Mais loin des hypothèses, les faits sont là : la salle est pleine, l'attention est soutenue et les rappels se font nombreux. Sur les planches, un bel homme aux cheveux blancs – Claude Rich – qui pourrait bien être le philosophe Althusser vit un troisième âge difficile. En effet, non seulement il cultive le doute sur ses anciennes certitudes politiques et sur son enseignement aux étudiants de Normale Sup où il fut un caïman* distingué, mais encore il fait des allers et retours séniles entre des réflexions lucides et des dérapages dans de très dangereuses digressions. Ses phobies, ses élucubrations et ses amnésies annoncent de profondes névroses et – vraisemblablement – la progression d'un état nécessitant à terme l'hôpital psychiatrique.

Les exercices de style du professeur nous évoquent la période où les plus distingués des membres du parti communiste camouflaient la dictature sous une savante dialectique et où vingt-cinq pour cent des Français croyaient au petit Jésus soviétique comme les chrétiens croient à celui de Nazareth.
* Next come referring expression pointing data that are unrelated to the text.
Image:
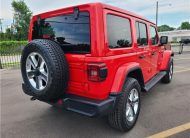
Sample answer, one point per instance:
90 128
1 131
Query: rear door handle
142 56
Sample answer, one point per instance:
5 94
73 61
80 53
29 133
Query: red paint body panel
165 59
118 61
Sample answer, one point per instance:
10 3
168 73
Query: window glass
119 32
153 35
73 34
142 37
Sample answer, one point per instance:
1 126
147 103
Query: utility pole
157 6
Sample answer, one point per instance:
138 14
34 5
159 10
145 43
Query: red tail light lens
97 71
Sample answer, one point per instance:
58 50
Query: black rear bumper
87 107
81 105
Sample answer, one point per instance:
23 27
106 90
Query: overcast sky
171 12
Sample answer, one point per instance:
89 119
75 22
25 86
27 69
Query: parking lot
163 108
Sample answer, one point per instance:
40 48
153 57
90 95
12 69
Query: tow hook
32 98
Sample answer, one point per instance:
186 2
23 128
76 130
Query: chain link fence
10 53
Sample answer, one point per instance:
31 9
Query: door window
119 32
141 32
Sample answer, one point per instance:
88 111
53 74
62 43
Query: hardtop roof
104 6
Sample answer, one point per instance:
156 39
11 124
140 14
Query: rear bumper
84 106
87 107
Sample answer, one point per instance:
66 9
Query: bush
11 47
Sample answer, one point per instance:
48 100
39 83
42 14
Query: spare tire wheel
44 70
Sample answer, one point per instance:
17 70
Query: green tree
163 28
22 15
185 25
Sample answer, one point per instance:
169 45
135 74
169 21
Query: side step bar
154 81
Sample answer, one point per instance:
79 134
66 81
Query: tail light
97 71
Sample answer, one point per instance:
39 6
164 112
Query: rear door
72 33
154 50
143 49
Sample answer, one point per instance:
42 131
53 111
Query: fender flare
121 76
166 59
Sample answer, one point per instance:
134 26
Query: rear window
73 34
119 32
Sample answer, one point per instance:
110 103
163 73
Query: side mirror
163 40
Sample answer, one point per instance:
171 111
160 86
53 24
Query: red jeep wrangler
94 59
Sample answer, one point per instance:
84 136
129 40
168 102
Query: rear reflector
97 71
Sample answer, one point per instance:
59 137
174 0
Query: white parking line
182 71
171 131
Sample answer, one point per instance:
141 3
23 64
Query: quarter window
153 35
141 32
119 32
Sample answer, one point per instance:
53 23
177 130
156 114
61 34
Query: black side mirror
163 40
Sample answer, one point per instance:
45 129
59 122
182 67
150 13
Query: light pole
157 6
1 24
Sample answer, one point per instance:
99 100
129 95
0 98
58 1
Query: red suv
94 59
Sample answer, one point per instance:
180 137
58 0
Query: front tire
127 107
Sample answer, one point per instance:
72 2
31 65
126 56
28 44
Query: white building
176 35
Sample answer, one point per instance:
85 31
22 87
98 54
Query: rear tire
127 107
44 70
169 73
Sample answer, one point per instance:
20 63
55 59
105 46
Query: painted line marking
171 131
182 71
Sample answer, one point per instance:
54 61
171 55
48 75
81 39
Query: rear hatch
72 33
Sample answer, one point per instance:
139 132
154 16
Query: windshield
73 34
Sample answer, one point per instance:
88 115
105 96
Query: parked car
185 41
94 59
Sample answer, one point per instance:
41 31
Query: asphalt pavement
164 107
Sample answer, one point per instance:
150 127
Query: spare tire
44 70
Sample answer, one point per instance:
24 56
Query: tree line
21 20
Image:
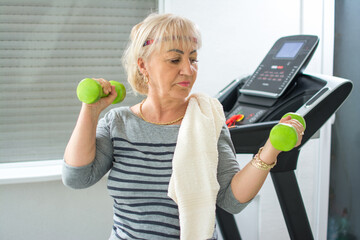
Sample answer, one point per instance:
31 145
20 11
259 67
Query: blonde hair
148 36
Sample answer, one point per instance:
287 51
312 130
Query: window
46 48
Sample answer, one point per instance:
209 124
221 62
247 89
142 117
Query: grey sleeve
86 176
227 168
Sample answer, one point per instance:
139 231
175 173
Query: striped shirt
139 156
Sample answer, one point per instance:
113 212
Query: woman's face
172 72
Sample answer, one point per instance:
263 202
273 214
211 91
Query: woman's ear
141 66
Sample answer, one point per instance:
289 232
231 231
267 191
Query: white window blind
46 48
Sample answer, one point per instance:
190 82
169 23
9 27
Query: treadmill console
288 57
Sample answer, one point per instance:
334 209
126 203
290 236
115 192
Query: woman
171 156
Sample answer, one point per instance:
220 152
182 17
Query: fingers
106 86
297 125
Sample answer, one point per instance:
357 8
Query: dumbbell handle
90 91
284 136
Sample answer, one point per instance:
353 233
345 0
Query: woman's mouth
184 84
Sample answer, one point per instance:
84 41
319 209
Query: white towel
193 184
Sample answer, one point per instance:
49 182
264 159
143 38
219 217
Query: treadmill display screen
289 50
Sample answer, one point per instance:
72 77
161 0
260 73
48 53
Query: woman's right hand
104 102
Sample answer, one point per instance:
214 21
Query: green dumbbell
90 91
284 136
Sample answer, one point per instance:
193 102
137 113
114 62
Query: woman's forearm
81 148
247 182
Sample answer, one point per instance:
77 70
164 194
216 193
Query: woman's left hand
297 125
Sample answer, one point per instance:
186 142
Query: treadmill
278 86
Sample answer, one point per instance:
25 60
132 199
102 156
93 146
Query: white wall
238 34
49 210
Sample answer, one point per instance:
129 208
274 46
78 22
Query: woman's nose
187 68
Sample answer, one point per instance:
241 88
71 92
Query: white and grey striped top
139 156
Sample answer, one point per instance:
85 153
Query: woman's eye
175 61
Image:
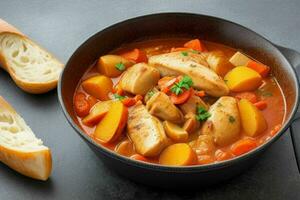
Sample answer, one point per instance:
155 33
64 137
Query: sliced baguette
19 148
32 68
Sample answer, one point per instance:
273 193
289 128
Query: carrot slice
128 102
250 96
200 93
222 155
174 49
92 100
195 44
243 146
81 105
139 157
262 69
261 105
181 98
275 129
136 55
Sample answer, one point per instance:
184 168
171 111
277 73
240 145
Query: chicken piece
203 145
145 131
224 123
175 63
162 107
139 79
191 105
218 62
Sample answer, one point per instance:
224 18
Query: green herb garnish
184 53
202 114
120 66
150 93
195 51
186 82
119 97
231 119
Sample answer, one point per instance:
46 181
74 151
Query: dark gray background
61 26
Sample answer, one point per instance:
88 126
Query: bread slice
32 68
19 148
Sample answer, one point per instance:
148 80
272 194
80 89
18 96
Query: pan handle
294 58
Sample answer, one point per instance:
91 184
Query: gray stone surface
61 26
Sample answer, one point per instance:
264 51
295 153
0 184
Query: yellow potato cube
241 79
253 121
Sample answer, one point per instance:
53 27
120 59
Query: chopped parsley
266 94
231 119
120 66
184 53
119 97
186 82
202 114
150 93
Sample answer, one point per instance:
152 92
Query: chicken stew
179 102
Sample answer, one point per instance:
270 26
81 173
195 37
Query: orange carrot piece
195 44
261 105
92 100
275 129
205 159
250 96
222 155
262 69
181 98
139 157
200 93
174 49
136 55
243 146
128 102
81 105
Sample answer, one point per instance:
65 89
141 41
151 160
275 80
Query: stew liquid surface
178 115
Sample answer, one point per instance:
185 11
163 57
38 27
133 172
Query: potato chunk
145 131
139 79
242 79
162 107
180 154
218 62
98 86
111 65
175 132
224 123
253 121
239 59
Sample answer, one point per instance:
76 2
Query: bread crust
30 87
34 164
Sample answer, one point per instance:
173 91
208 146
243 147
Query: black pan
209 28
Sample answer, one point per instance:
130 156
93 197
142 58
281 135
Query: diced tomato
250 96
139 157
199 93
222 155
195 44
174 49
261 105
92 100
136 55
275 129
181 98
81 105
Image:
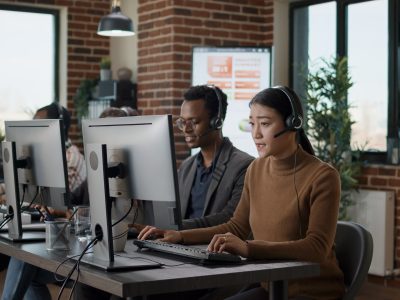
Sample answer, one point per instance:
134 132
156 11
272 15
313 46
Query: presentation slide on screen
240 73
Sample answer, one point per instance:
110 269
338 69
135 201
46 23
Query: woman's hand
229 243
170 236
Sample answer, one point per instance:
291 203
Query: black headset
216 122
294 121
60 111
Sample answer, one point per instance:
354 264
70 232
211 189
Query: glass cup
57 234
82 222
120 234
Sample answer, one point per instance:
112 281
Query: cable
24 187
76 266
297 194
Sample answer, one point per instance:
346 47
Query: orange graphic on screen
219 66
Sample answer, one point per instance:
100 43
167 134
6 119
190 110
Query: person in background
211 181
75 161
25 280
290 202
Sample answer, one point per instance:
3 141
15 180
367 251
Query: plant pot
105 74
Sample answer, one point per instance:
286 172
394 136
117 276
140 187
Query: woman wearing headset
290 202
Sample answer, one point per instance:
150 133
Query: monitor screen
139 164
34 157
240 72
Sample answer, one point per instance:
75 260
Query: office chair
354 247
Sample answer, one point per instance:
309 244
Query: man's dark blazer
225 188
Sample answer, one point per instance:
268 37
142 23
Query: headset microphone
281 132
205 132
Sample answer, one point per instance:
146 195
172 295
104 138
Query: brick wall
85 47
384 178
167 30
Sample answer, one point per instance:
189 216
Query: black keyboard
187 251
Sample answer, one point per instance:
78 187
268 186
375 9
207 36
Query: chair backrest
354 246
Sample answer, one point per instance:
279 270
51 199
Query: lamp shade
115 24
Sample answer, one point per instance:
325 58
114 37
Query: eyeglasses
181 123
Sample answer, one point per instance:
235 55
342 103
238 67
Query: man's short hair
208 94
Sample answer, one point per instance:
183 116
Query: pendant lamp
115 24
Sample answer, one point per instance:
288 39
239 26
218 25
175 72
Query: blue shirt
200 187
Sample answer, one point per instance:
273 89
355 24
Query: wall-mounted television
240 72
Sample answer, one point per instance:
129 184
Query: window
28 59
364 31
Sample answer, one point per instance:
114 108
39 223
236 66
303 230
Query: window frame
56 14
382 157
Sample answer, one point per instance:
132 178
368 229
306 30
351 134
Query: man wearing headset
210 182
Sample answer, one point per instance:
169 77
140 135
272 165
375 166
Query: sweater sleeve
317 244
237 225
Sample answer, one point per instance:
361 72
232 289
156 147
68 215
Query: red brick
388 171
369 171
375 181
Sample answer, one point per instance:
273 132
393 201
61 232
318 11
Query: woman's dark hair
277 99
208 94
56 111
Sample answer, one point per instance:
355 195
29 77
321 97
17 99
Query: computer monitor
130 157
33 157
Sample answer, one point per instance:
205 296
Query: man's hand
229 243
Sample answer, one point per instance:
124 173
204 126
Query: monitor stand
10 166
100 211
119 263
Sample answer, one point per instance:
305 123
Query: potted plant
105 68
329 123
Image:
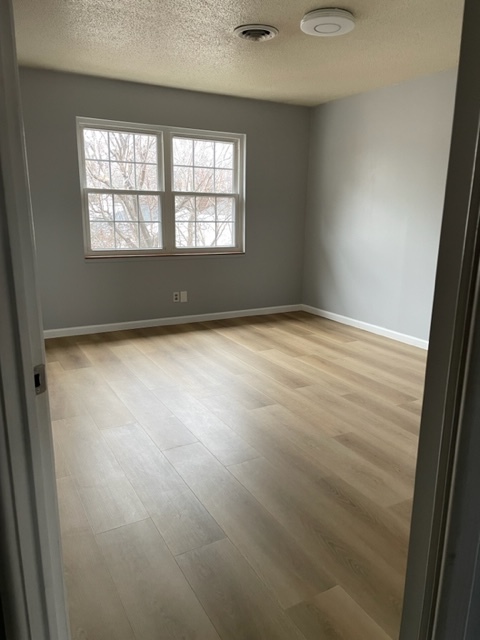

D'abord, cet esprit compliqué séduit. Puis il inquiète avant de faire peur : c'est qu'il est capable de tout, ce séducteur au verbe agile. Peut-être du pire ! pense le spectateur qui retient son souffle devant la progression de la dramaturgie.

De même, sa femme – la convaincante Christiane Cohendy – qui, bien plus qu'une compagne attentive, se révèle au cours du dialogue une redoutable rebelle aux ambitions multiples. Servante portant la tasse de thé du Maître sur un plateau d'argent ou garde rouge potentielle, cette épouse effraie encore plus que son ancien mentor car elle a gardé la motivation profonde de sa période révolutionnaire et la violence potentielle de la pasionaria.

Le conflit entre les deux est permanent. Mais dans ce duel à l'intérieur du couple, le célèbre professeur n'est plus qu'un sexagénaire nombriliste et pitoyable. Et son environnement va nous aider à comprendre le pourquoi et le comment de ce drame où la politique sert de fond et la psychologie de déclencheur.

D'abord la sœur du professeur : Tu t'en veux d'avoir écrit ces articles contre les Français qui ont accepté la défaite et l'armistice, parce que parmi ces salauds-là, il y avait papa. Ensuite son psychiatre : Vous savez , les chantages au suicide, j'en ai au moins trois par semaine. Et un ancien élève devenu curé : Votre souffrance vous aveugle (…) et vous passez à côté de la souffrance des autres.

Leurs efforts seront vains. Au cours de l'aveu final de son naufrage, le professeur va vous étonner.

La mise en scène de Hans Peter Cloos accompagne très efficacement un texte sans fioriture. Féodor Atkine, le psychiatre, Hélène Surgère, la sœur, et Nicolas Raccah, le curé, sont parfaits. Claude Rich et Christiane Cohendy vont vous fasciner.

Claude Chanaud 

* Le caïman est le nom familier donné au professeur préparant les élèves de Normale Sup à l'agrégation.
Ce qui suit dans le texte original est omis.